Councillors agree to look at water fluoridation in Sheffield

Greg Fell, director of public health for Sheffield
Greg Fell, director of public health for Sheffield

It’s a controversial subject – should fluoridation be added to people’s drinking water in Sheffield?

The council’s Cabinet has agreed to look at the issue but has stressed it is just a fact finding mission.

Some areas of the UK have water fluoridation to improve dental health but many people oppose what they view as mass medication.

Local authorities are responsible for making the decision and Sheffield has agreed to explore the implications and cost.

The review will look at whether it is technically possible for Yorkshire Water to fluoridate the geographic area of Sheffield and whether it would also affect neighbouring towns.

Greg Fell, Director of Public Health in Sheffield, says in report: “The oral health vision is for all Sheffield residents to be able to speak, smile and eat with confidence and without pain or discomfort from their teeth or mouths.

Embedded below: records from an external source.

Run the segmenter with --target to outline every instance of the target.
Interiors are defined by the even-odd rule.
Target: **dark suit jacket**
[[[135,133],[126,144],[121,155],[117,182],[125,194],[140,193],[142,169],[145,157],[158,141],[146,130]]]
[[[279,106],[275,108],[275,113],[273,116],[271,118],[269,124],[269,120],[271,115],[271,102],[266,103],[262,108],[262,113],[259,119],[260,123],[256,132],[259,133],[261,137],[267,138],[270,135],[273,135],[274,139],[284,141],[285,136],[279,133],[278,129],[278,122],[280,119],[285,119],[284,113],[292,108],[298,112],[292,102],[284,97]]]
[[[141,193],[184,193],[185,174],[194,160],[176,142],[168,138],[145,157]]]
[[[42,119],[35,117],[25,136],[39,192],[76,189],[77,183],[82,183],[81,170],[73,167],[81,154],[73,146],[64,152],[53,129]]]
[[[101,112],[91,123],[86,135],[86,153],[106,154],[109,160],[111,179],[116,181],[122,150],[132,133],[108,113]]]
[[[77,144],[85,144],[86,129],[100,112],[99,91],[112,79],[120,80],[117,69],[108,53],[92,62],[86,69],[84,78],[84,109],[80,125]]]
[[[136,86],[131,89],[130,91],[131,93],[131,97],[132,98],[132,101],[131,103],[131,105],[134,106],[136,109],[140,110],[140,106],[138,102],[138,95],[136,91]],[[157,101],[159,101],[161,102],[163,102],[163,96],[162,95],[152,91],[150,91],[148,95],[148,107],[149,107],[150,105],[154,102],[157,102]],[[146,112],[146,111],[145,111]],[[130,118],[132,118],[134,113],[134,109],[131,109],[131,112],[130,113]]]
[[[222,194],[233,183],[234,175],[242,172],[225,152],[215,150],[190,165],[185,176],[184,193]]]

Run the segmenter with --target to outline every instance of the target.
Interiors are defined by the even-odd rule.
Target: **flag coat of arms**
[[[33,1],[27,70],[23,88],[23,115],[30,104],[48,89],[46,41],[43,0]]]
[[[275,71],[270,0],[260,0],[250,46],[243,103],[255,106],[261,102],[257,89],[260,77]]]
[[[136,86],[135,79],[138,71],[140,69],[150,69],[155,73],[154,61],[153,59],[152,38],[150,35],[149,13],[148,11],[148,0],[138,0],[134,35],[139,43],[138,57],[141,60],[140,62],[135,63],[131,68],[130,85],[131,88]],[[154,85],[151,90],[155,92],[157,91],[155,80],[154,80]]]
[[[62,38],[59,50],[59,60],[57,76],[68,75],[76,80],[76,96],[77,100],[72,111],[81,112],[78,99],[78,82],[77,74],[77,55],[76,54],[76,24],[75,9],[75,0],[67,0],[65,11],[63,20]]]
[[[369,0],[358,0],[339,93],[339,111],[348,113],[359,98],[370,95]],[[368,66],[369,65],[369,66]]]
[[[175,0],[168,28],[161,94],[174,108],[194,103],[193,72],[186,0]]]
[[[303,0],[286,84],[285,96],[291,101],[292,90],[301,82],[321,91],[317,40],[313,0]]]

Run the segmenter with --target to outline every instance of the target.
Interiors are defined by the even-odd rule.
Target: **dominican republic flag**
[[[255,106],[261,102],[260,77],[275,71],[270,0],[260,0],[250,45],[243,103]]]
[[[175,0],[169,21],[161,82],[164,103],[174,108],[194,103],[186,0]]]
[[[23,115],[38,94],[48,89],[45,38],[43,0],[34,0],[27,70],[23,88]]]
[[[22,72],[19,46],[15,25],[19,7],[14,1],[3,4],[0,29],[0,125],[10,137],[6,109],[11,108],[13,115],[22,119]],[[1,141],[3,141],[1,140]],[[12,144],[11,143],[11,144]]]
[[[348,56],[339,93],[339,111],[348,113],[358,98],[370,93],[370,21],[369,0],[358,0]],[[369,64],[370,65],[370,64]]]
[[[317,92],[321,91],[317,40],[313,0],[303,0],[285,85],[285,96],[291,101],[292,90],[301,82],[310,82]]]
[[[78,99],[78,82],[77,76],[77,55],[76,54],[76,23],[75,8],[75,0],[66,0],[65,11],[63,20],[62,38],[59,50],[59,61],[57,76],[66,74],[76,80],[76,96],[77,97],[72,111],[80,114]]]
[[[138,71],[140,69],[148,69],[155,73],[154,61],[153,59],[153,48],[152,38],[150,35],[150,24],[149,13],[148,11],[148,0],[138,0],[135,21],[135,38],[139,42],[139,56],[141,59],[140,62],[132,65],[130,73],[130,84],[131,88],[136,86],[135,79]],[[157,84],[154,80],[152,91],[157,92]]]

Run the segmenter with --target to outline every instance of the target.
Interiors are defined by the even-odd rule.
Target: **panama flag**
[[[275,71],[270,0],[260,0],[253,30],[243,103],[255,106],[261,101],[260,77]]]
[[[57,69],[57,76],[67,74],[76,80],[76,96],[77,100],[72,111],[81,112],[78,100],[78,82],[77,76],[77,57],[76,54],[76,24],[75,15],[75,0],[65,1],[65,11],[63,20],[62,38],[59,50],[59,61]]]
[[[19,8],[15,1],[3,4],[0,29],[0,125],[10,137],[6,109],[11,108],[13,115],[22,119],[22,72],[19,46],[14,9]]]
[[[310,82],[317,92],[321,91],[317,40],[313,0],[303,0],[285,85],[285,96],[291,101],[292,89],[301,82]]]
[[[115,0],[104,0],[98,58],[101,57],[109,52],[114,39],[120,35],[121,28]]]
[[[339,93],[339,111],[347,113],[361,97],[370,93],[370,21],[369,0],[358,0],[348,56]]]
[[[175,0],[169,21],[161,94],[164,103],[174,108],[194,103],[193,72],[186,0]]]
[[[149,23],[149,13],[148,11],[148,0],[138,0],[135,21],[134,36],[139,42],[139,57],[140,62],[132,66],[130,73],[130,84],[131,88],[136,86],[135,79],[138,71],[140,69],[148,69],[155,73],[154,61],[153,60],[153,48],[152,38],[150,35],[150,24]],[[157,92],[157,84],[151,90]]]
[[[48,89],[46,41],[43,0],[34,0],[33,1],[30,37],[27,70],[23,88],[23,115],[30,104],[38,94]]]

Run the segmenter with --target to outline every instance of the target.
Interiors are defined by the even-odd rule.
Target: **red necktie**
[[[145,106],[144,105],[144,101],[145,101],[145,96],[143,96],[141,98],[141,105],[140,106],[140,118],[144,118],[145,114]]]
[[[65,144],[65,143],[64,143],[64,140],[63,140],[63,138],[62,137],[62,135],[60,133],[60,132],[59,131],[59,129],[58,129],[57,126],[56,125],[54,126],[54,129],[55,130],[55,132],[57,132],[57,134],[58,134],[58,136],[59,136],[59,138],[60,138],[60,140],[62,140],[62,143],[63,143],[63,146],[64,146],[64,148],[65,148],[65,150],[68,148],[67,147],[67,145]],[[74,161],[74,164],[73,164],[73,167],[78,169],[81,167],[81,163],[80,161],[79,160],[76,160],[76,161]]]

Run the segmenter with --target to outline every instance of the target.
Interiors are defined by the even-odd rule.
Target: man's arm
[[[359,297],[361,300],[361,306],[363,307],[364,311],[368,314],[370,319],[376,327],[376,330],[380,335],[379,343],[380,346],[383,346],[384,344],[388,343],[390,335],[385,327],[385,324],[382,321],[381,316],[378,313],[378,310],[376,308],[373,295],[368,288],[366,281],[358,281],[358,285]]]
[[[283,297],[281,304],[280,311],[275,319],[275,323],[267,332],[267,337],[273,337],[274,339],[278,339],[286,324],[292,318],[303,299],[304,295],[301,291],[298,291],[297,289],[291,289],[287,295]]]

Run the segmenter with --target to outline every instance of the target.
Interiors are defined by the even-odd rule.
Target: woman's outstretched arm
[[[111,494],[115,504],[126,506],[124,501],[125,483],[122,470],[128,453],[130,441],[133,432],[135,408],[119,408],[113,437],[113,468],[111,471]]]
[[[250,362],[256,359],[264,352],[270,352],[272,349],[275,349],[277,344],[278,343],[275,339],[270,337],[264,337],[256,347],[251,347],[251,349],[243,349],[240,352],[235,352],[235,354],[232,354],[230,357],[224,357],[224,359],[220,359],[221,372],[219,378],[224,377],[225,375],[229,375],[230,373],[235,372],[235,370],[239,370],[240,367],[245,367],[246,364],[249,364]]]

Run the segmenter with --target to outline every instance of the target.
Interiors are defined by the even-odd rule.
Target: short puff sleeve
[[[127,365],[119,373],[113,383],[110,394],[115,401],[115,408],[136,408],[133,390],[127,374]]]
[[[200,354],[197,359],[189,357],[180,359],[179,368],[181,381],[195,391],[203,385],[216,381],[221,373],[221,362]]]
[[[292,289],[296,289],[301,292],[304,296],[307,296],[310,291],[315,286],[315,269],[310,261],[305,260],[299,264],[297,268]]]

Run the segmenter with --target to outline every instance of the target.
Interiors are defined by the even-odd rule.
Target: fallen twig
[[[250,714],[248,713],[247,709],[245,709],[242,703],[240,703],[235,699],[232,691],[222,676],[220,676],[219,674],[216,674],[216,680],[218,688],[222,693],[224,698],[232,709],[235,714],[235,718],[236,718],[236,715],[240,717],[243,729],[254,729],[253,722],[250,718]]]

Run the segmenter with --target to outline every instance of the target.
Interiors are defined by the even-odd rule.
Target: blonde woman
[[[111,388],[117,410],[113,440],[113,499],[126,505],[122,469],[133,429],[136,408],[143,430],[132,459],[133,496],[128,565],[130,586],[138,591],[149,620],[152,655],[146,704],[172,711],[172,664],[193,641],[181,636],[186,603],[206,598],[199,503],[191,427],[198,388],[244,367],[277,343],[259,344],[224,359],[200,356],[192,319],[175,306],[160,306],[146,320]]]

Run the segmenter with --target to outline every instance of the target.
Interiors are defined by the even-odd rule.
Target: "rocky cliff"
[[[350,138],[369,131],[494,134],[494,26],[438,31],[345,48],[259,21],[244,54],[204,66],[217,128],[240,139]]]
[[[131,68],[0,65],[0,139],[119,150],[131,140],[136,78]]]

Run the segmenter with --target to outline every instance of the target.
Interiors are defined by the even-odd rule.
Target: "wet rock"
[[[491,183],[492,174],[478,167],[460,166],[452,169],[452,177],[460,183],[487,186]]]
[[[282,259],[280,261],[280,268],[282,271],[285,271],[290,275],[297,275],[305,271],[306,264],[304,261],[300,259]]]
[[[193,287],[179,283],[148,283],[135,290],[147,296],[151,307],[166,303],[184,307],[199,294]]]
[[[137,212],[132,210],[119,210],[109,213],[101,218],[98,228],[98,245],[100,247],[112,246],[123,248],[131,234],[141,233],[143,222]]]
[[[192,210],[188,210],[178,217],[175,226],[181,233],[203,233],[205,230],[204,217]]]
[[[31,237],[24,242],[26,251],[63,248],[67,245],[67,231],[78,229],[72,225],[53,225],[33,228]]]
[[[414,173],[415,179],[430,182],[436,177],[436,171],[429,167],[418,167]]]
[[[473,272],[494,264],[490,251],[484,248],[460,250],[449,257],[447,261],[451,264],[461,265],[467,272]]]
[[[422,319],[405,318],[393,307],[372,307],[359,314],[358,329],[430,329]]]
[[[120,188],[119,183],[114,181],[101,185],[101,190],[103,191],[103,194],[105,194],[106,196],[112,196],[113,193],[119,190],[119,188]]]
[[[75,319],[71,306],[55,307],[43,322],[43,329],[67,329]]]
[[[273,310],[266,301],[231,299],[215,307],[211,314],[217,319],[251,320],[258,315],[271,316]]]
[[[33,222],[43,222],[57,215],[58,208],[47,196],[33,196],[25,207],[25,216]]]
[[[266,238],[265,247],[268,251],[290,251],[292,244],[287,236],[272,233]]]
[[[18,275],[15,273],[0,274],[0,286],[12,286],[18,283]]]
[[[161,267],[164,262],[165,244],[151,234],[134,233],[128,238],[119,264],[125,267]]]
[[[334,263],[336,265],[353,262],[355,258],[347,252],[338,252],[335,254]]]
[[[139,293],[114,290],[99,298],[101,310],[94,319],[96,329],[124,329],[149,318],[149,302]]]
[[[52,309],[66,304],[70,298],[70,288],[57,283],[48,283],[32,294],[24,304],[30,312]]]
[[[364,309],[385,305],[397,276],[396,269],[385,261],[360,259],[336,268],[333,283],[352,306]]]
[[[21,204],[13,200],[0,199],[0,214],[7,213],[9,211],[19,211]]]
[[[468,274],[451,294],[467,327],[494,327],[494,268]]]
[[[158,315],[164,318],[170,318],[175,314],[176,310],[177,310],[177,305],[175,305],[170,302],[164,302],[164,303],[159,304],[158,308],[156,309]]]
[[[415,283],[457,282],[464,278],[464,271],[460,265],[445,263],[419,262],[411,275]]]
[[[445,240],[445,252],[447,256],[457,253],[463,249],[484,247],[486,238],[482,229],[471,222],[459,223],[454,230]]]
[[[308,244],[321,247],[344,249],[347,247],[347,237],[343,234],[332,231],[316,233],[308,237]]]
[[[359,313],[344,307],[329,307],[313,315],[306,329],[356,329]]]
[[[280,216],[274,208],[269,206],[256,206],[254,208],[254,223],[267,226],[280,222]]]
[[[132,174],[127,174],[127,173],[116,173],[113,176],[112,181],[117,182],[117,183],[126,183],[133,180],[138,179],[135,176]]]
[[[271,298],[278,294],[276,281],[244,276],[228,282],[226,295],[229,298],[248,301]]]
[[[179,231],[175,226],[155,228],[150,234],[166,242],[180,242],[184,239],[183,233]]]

“This is a technical exercise. We need to understand the costs and extra work needed for the city should we proceed.”

There is extensive legislation before it can be done. The council must develop a proposal and ask the Government if it can proceed. It must then consult with neighbouring local authorities and members of public for a minimum of three months. A final proposal is the submitted to the Secretary of State.